Question 667: Which muscle is the earliest to be involved in thyroid ophthalmopathy?
- A. Medial Rectus (MR)
- B. Inferior Rectus (IR) (Correct Answer)
- C. Superior Rectus (SR)
- D. Lateral Rectus (LR)
Explanation: ***Inferior Rectus (IR)*** - The **inferior rectus muscle** is most commonly and earliest affected in **thyroid ophthalmopathy** due to its anatomical location and muscle fiber type, making it highly susceptible to inflammation and edema. - Involvement of the inferior rectus leads to restricted **upward gaze** and **diplopia**, which are characteristic early symptoms of thyroid eye disease. *Medial Rectus (MR)* - While the **medial rectus** is often involved in thyroid ophthalmopathy, it is typically affected *after* the inferior rectus. - Dysfunction of the medial rectus manifests as difficulty with **adduction** (moving the eye inwards). *Superior Rectus (SR)* - The **superior rectus** is less frequently and usually later involved compared to the inferior and medial rectus muscles. - Its involvement typically causes restricted **downward gaze**. *Lateral Rectus (LR)* - The **lateral rectus** muscle is the *least common* ocular muscle to be affected in thyroid ophthalmopathy. - When affected, it primarily causes difficulty with **abduction** (moving the eye outwards).
Question 668: What is the treatment of choice for amblyopia?
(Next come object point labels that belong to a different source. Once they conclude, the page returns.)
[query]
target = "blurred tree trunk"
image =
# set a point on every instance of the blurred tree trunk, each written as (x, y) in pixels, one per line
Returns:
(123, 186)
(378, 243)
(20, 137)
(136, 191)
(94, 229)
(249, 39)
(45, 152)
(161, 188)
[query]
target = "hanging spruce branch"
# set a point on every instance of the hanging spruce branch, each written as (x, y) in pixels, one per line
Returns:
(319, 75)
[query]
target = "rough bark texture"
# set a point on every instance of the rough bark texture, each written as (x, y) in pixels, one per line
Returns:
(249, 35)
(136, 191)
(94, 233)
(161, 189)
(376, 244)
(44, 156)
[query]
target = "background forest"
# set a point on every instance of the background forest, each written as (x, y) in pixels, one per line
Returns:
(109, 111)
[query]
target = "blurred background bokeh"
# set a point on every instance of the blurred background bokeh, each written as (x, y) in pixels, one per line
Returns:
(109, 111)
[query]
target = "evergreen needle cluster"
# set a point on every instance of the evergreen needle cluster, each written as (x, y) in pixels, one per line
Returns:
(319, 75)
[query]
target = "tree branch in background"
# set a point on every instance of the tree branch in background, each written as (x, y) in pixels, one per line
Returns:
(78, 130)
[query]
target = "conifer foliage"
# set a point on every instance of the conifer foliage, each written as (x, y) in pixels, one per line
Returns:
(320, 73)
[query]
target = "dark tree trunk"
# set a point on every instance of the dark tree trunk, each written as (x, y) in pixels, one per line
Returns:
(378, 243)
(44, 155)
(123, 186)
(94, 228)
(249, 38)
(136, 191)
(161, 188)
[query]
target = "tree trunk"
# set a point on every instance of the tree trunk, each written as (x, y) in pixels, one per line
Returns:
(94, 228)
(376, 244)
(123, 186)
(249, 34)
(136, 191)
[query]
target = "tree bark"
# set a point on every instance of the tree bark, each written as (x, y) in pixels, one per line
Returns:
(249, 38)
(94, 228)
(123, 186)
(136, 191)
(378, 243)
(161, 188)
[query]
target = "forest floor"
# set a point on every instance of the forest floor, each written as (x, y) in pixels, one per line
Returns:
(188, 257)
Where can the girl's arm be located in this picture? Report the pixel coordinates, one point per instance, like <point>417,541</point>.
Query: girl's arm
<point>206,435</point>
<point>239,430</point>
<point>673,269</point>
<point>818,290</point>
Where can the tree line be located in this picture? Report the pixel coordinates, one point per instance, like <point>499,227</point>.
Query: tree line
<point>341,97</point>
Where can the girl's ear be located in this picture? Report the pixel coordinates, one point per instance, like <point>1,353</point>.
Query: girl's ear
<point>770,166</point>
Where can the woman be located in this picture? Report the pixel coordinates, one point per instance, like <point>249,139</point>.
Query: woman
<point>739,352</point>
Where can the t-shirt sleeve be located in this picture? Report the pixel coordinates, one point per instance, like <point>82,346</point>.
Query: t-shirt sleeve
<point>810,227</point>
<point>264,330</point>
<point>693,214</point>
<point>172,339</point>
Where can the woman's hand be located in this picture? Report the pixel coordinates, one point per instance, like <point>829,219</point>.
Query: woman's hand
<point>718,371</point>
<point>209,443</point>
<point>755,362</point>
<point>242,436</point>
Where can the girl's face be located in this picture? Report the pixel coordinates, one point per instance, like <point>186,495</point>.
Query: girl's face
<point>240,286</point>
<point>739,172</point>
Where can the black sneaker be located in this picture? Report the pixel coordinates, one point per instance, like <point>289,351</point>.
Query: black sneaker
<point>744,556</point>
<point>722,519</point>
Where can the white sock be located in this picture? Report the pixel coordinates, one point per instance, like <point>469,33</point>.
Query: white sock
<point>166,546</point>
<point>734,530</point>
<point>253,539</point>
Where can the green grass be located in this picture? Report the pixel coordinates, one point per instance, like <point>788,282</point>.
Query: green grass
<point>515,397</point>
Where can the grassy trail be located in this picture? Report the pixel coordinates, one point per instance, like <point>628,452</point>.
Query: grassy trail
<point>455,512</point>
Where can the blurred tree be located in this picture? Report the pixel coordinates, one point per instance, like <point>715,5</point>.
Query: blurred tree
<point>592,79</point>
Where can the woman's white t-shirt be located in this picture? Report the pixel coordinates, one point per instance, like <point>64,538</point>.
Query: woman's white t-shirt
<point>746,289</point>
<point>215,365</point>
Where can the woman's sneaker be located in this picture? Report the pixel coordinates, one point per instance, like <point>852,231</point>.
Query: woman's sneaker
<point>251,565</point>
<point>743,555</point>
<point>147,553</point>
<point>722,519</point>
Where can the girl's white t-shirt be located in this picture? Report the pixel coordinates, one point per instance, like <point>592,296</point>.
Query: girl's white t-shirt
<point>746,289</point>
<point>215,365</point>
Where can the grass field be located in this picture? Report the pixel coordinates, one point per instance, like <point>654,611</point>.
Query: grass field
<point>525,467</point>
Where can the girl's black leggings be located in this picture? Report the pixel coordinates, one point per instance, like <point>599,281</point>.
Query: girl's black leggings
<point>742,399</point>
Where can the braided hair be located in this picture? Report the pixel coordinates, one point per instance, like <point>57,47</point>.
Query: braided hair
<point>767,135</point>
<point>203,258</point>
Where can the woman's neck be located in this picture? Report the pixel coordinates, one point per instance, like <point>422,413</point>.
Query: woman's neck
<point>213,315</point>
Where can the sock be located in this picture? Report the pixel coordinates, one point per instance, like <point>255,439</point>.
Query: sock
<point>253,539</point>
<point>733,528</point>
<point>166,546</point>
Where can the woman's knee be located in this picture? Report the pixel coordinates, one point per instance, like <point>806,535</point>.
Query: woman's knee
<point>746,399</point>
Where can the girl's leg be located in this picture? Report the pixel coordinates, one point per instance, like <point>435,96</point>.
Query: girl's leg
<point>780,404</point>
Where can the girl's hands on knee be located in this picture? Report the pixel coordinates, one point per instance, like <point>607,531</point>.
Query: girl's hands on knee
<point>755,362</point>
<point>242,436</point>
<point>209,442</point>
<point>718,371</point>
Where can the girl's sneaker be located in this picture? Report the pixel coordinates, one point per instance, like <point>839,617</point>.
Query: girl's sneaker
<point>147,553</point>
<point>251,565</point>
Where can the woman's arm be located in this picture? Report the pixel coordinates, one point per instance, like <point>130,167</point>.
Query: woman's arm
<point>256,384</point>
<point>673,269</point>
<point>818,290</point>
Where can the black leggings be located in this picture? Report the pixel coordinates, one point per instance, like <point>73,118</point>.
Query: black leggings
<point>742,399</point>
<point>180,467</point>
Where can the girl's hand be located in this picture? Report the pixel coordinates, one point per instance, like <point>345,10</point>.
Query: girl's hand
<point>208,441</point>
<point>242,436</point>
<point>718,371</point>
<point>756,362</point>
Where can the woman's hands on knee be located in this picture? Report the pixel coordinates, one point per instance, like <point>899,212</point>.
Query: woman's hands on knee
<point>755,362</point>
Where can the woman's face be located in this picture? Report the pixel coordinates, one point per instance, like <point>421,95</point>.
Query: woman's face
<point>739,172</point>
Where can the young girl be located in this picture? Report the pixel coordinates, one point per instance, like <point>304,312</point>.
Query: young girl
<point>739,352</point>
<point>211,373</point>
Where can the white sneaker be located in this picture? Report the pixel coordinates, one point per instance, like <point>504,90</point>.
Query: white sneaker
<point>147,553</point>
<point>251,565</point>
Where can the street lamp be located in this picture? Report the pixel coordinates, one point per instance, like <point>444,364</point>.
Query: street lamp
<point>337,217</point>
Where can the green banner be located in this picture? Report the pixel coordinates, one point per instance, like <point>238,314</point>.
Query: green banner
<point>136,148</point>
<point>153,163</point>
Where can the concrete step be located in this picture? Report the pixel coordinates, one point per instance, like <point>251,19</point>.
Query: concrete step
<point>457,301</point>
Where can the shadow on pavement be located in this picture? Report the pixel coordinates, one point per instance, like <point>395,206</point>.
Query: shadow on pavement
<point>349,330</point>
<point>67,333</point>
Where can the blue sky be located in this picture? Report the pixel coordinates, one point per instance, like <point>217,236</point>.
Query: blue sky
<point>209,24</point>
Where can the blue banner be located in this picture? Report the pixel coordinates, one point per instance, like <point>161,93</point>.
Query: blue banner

- A. Corrective spectacles
- B. Surgical intervention
- C. Occlusion therapy (Correct Answer)
- D. Convergent exercises for vision therapy
Explanation: ***Occlusion therapy*** - **Occlusion therapy** involves patching the stronger eye to force the weaker, amblyopic eye to work harder, thereby strengthening its neural connections. - This treatment is most effective when initiated during the **critical period of visual development** in childhood. *Corrective spectacles* - While essential for addressing **refractive errors** that may contribute to amblyopia, spectacles alone are often insufficient to resolve the amblyopia. - Spectacles primarily optimize the image quality on the retina, but don't directly address the **cortical suppression** of the amblyopic eye. *Surgical intervention* - **Surgical intervention** is typically reserved for correcting structural issues like **strabismus** (misalignment of the eyes) that contribute to amblyopia. - Surgery for strabismus aims to align the eyes, which can then be followed by occlusion therapy or other treatments to address the functional amblyopia. *Convergent exercises for vision therapy* - **Vision therapy exercises**, including convergent exercises, may be used as an adjunct to occlusion therapy or in cases of **convergence insufficiency**. - However, they are not the primary or solitary treatment of choice for amblyopia, which requires direct stimulation of the amblyopic eye.